Let me tell you what's going on.....My father flew the venerable F-86D Sabre Dog years ago while he was in the Air Force. One of the reasons I chose to go into the Air Force and serve while I did was listening to his stories. This Christmas will prove to be a very special one for him...... I have managed to locate and purchase an actual console from the cockpit of an F-86D. Specifically the console that contols the arming of and number of Mighty Mouse rockets to be fired, the depolyment of the rocket package and several other aircraft systems. This will be mounted in a custom shadow box table being built by a coworker who does some serious woodwork on the side. Along with this...will be a showcase installed that will have the Monogram "Pro Series" 1/48 scale F-86D in it. BUT that's not all. In the late 1980's...I built him a 1/72 scale F-86D which if memory serves...was a Lindberg kit. It was broken by one of his and my mom's cats last year. He gave it back to me in the hopes that I could repair it.

That little Lindberg kit is not great to say the least....but has sentimental value to dad. I sat down with it and began reworking it. Age has destroyed the decals...which doesn't matter anyhow since in the process of reworking and sanding most of them are gone to say the least.

So the question is this.....Does anyone have a spare set of 1/72 scale F-86D decals? Doesn't matter what kit......if it's the newer Hasegawa or what...I'll make them work. The goal is simply to give this little sentimental model a new lease on life. I will pay for the decals...that's not an issue. Me getting the model reworked in time to go in the case with the bigger kit and be mounted on the shelf portion of the shadow box table before Christmas is an issue...for me anyways.

Any help would be appreciated.

Thanks, Matt


----------



## MightyMax (Jan 21, 2000)

Hi Matt,
I have superscale sheet#72-360. I used one scheme from it many years ago to build an Airfix Sabre Dog. The scheme that is still on the sheet is for an F-86D BuNo. 52-23938 of the 496th Fighter interceptor squadron based at Hahn A.B. Germany 1958.
It has a yellow tail with black stripes and a yellow nose behind the radome. The sheet is complete to do one aircraft including wing walk lines and stencils. HOWEVER, it only has one fuselage stars n bars because I guess I messed up the one I did and had to use another from the sheet. So you would need to come up with one fuselage star.

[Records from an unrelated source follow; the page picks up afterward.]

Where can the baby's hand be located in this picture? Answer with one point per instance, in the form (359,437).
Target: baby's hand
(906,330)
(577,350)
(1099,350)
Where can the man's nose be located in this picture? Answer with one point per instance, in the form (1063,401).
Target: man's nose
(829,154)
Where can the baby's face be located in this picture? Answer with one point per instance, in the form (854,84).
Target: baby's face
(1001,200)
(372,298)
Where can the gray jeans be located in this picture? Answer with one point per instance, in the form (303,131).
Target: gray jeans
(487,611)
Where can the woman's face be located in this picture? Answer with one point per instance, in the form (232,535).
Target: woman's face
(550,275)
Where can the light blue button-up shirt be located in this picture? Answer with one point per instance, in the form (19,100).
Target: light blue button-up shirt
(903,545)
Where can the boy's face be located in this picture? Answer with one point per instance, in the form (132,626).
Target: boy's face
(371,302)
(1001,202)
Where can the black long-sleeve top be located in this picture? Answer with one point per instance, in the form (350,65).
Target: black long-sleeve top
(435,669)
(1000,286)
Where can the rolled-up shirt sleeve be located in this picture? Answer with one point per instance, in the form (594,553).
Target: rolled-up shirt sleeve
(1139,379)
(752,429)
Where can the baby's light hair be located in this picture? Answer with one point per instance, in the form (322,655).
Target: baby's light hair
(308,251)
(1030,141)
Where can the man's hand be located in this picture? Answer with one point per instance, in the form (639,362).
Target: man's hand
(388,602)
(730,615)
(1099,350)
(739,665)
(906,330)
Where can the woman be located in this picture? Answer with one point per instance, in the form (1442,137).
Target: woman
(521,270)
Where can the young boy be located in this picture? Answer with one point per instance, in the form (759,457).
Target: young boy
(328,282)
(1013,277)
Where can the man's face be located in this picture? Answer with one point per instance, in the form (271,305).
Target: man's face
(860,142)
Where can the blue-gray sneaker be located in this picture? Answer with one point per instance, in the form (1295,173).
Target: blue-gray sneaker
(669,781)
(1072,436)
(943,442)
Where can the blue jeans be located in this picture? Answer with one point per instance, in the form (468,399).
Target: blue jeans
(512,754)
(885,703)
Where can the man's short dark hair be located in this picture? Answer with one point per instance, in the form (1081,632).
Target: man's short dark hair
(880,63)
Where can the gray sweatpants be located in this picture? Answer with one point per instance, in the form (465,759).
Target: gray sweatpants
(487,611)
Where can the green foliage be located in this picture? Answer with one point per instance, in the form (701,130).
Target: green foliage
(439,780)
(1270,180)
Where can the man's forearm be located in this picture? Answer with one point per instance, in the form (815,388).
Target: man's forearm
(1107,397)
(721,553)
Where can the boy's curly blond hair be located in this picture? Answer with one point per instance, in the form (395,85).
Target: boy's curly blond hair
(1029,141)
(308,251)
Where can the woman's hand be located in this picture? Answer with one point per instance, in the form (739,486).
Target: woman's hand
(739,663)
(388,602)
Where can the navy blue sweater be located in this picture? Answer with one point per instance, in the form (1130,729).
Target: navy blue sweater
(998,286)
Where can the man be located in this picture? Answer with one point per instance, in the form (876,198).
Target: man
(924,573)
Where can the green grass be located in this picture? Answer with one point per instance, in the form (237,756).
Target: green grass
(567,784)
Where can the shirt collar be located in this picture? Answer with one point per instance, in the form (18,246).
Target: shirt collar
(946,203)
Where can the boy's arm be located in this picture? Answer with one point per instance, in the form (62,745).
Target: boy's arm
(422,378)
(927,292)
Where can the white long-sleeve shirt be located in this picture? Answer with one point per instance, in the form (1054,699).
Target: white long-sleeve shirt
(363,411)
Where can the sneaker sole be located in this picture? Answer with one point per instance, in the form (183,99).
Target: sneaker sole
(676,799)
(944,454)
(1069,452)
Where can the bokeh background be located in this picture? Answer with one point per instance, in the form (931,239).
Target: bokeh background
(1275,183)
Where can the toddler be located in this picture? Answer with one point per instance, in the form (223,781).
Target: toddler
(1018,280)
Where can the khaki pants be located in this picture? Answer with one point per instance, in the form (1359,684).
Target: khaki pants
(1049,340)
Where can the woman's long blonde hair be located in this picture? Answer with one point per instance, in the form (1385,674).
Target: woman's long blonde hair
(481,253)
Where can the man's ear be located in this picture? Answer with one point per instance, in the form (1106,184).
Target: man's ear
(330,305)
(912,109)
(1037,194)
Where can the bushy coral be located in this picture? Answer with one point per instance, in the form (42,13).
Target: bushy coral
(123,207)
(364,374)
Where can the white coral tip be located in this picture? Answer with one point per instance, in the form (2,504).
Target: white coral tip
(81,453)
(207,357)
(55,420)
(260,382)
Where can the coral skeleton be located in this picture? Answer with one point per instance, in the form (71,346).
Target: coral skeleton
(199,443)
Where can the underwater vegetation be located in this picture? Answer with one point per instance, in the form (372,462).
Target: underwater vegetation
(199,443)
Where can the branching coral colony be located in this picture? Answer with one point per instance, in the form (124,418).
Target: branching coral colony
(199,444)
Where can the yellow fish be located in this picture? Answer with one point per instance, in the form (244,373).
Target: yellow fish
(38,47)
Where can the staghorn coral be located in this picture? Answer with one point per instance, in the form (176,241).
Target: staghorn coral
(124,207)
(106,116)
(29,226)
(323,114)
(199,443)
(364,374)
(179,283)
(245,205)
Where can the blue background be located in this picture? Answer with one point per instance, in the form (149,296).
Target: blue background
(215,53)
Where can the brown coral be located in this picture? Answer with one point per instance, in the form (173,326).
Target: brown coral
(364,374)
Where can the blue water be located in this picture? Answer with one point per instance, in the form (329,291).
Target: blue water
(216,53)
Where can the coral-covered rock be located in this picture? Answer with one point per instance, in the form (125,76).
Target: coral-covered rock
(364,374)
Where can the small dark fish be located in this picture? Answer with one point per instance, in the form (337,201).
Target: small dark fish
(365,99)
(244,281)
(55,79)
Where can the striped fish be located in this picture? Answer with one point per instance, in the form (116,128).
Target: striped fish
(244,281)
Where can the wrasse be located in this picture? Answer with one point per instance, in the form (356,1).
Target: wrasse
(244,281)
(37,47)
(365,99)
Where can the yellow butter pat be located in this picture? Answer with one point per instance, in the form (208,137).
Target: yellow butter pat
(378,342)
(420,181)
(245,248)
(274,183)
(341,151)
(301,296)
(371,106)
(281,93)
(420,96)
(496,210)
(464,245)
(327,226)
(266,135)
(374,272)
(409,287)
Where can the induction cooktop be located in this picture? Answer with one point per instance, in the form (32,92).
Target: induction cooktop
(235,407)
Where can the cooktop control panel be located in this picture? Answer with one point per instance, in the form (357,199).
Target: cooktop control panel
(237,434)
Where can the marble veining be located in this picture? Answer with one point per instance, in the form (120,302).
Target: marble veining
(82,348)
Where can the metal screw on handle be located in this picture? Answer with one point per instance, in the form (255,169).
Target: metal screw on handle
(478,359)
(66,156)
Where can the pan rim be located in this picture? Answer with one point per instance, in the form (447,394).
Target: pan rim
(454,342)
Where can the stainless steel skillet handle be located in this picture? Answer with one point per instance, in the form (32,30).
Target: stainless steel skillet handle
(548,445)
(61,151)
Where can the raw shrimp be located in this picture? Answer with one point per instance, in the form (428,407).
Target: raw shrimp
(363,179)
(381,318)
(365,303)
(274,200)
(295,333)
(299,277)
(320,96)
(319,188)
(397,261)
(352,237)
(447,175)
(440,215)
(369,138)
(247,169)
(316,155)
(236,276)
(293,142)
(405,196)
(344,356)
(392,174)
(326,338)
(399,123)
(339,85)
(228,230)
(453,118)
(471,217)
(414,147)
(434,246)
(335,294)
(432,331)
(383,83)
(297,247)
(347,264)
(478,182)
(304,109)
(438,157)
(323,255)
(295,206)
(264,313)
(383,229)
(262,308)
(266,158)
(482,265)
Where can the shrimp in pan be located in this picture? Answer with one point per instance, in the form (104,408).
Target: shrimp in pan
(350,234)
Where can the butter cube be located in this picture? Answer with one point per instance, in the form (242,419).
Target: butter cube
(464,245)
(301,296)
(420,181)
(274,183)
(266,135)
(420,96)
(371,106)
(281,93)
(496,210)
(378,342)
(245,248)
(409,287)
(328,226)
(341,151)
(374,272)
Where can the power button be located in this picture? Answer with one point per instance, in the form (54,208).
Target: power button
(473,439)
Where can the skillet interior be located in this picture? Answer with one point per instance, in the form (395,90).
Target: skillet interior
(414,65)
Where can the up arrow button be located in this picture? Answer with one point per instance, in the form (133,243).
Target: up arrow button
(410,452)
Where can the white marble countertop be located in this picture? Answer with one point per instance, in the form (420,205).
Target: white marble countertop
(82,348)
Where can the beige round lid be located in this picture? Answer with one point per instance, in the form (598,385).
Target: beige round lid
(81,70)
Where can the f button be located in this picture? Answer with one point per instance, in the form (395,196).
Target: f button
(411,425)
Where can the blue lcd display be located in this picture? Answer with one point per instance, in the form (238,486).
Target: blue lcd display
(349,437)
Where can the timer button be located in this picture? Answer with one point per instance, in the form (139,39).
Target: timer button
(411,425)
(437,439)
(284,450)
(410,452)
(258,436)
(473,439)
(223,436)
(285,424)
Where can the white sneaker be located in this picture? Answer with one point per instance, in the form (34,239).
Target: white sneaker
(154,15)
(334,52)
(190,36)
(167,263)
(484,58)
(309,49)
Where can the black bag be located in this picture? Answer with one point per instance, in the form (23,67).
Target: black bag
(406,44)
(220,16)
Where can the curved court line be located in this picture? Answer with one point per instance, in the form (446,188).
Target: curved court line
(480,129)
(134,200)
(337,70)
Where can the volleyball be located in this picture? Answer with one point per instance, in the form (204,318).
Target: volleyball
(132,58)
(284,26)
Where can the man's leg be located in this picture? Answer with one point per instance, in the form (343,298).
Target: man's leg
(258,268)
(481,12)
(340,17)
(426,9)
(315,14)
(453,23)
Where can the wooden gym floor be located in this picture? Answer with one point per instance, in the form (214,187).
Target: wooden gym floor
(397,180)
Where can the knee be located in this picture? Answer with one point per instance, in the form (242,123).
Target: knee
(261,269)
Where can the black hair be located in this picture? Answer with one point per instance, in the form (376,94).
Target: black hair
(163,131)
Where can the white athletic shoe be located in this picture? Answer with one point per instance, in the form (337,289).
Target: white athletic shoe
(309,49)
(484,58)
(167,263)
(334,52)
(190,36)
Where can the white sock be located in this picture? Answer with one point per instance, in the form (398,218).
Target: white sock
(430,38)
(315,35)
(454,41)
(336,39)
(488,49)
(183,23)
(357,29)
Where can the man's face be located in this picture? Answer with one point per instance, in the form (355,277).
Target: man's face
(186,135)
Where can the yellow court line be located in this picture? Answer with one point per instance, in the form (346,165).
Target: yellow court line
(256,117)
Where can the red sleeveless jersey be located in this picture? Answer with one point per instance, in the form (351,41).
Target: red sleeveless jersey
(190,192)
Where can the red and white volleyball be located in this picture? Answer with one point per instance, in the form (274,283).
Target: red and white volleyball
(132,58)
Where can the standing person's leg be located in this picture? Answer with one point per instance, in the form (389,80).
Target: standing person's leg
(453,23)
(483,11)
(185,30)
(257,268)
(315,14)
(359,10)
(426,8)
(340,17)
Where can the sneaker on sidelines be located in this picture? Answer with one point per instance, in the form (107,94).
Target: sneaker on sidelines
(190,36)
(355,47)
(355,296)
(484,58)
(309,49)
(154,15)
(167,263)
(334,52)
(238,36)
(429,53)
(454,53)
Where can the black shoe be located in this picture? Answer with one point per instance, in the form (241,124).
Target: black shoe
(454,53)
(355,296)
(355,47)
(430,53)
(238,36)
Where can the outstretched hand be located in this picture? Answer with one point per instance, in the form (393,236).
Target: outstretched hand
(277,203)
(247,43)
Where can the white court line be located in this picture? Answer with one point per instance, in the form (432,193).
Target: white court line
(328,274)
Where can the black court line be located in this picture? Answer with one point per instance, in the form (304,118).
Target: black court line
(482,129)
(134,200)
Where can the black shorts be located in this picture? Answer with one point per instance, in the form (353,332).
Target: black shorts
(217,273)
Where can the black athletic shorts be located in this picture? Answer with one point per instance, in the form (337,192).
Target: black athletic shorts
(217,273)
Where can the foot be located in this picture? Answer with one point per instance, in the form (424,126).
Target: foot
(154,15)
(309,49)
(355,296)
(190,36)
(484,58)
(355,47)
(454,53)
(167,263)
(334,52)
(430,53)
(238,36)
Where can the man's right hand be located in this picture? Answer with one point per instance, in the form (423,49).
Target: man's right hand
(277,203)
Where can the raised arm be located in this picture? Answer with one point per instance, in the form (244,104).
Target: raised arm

Interested I would take 5.00 which includes shipping. LMK

Cheers,
Max Bryant


----------



## HAT1701D (Mar 18, 2000)

Max,

Thanks alot. Update though. I found a company out of Florida that makes decals for various aircraft scales. They do indeed have the F-86D in 1/72. I ordered a set this evening. So now...it's just a matter of rescribing the panel lines and repainting in preperation. So everything is on track.

Matt


----------



## MightyMax (Jan 21, 2000)

Good luck on your restoration

Cheers,
Max


----------